Inflation continues to trend downward in Australia, signaling another interest rate cut is likely in the cards.
The Australian Bureau of Statistics (ABS) released its latest quarterly consumer price index (CPI) Wednesday for the three months ending June 2025, and found that both the CPI and the annual trimmed mean inflation rates are trending downwards.
CPI inflation fell to 2.1% in the June quarter, easing further from March’s three-year low of 2.4%. Meanwhile, the annual trimmed mean inflation – which measures underlying inflation by stripping out goods with volatile prices changes and what many consider a better indicator of inflationary pressures – fell to 2.7%, down from 2.9% in the last quarter.
The Reserve Bank of Australia (RBA) caught markets off guard earlier this month when it decided to hold the official cash rate (OCR) at 3.85%.
In her address regarding the central bank's decision, RBA governor Michele Bullock said the board had adopted a wait-and-see approach, and would need to see the June quarterly CPI before making any further decisions on monetary policy. However, the governor made it clear that there would be more rate reductions. It wasn't a question of if, but when – when being once inflation consistently remains within the RBA's target range of 2% to 3%.
In addition, Bullock noted that rising global uncertainty – from trade tensions to Middle East unrest – also weighed on the board’s decision.
But Wednesday's inflationary data hints at the direction of interest rates in Australia.
The most significant price increases in the quarter, year-over-year, were in healthcare, education and alcohol and tobacco. Housing rose 1.2% in the June quarter, compared with the same time last year, and up 2% over the year leading up to June 2025.
Meanwhile, annual inflation for services fell to their lowest since June 2022, down to 3.3% in June of this year, compared with 3.7% during the March quarter, thanks to easing prices for rents and insurance. Rents fell to 4.5% during the quarter, down from 7.3% a year ago, while insurance dropped to 3.9%, compared to 14% in June 2024.
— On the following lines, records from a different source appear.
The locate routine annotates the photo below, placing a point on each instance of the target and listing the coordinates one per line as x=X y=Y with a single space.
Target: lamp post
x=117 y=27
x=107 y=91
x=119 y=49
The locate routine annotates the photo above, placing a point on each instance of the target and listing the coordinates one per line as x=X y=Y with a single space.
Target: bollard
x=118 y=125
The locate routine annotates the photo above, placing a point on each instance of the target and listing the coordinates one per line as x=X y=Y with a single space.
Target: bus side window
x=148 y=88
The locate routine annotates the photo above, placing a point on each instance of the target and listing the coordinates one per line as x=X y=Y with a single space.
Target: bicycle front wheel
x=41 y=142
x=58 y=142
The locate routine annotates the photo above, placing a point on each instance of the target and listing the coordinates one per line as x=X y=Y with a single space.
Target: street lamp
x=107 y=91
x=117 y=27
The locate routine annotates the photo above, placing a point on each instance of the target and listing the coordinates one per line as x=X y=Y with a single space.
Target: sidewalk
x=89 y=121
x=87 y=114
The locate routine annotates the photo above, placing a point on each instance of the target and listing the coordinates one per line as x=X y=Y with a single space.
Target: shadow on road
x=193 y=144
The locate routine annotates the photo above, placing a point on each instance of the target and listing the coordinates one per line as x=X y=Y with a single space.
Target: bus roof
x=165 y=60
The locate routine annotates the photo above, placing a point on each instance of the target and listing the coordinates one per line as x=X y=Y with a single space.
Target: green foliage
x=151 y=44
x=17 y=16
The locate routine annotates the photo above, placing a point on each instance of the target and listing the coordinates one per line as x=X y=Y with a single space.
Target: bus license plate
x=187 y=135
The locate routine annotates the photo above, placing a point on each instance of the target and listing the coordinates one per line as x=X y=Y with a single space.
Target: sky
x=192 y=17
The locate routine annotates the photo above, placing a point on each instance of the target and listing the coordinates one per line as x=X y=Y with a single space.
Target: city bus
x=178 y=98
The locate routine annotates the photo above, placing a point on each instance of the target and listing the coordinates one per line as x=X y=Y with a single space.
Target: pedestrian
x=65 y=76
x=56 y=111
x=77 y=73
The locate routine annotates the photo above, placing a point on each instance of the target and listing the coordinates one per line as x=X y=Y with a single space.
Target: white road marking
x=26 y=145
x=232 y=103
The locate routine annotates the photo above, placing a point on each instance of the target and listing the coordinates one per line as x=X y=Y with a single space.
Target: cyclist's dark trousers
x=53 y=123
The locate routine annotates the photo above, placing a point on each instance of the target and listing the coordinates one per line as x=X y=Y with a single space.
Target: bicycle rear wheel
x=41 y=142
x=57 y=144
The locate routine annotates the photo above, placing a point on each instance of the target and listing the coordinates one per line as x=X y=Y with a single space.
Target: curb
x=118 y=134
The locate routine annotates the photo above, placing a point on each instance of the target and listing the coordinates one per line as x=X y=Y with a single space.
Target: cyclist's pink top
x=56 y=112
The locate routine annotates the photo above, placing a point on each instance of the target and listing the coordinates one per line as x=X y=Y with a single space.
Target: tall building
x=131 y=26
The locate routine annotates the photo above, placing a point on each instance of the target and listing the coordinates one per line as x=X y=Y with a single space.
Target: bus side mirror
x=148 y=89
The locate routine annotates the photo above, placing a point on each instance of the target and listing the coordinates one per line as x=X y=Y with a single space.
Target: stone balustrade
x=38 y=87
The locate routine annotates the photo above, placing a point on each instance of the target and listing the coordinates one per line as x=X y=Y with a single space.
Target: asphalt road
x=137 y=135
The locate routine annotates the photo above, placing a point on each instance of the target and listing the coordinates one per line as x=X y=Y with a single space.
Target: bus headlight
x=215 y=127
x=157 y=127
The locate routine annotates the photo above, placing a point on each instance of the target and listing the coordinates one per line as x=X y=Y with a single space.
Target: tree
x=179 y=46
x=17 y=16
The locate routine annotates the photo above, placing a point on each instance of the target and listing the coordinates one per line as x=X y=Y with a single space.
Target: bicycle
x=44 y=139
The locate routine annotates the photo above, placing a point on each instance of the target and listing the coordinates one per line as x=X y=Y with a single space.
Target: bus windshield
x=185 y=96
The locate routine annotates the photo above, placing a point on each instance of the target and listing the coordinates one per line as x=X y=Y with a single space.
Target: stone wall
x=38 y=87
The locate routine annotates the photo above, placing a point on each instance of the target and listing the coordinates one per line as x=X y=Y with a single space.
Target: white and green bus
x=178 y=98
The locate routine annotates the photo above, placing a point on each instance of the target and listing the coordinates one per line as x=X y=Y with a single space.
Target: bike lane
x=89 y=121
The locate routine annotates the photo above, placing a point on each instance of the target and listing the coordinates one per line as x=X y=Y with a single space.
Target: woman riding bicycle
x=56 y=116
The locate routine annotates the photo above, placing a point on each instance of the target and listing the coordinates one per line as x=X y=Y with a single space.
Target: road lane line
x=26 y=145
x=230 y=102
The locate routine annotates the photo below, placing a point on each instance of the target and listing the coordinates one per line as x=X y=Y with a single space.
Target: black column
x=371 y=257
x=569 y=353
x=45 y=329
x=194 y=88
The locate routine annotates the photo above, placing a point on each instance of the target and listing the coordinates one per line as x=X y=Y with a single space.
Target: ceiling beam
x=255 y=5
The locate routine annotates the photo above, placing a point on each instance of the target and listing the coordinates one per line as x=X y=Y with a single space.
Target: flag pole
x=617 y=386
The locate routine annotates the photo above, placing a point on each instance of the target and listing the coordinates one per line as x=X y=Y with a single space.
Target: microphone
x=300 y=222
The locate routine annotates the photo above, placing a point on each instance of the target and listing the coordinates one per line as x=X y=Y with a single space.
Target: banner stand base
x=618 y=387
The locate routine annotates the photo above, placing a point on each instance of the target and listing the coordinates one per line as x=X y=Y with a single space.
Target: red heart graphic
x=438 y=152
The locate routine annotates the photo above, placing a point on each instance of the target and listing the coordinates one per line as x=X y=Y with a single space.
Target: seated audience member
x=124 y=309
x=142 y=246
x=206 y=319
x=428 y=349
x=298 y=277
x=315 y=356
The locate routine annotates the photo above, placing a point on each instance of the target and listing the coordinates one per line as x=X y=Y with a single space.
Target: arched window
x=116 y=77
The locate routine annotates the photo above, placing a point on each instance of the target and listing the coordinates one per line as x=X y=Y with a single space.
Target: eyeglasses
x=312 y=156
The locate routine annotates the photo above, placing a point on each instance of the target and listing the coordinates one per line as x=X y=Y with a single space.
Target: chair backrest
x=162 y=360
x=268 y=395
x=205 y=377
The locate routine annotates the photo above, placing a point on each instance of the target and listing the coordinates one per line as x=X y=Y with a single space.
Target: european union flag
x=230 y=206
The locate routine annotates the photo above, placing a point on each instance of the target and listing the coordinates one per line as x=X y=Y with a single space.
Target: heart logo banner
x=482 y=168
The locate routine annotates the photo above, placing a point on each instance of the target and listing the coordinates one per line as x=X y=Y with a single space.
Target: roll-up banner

"Increases in rent prices have consistently been lower over the past four quarters. There has also been a notable drop in price rises for insurance," the ABS said in a statement. "The easing in annual rental price growth reflects stable vacancy rates and slowing growth in advertised rents across most capital cities."
In addition, prices growth for new dwellings remains subdued with the annual inflation for new dwellings falling to 0.7%, down from 1.4% during the March quarter.
"This is the weakest annual rise since the June 2020 quarter," the ABS said. "Over the past 12 months, project home builders have responded to a subdued new home market by increasing incentives and promotional offers to entice new business, leading to an easing in annual price growth."
By city, all eight of Australia's capital cities had price growth, with Perth leading the pack, up 1.9% in the quarter, year-over-year. Brisbane, Adelaide and Darwin all tied for second, up 0.8% during the quarter.
Falling inflation and interest rate uncertainty come as many Australians continue to grapple with cost-of-living pressures. At the same time, surging property prices and a tightening housing supply are pushing some would-be homeowners out of the market. For brokers, this presents both opportunities and challenges: lower rates could boost borrower confidence and drive increased demand for refinancing and new loans, but competition will likely intensify.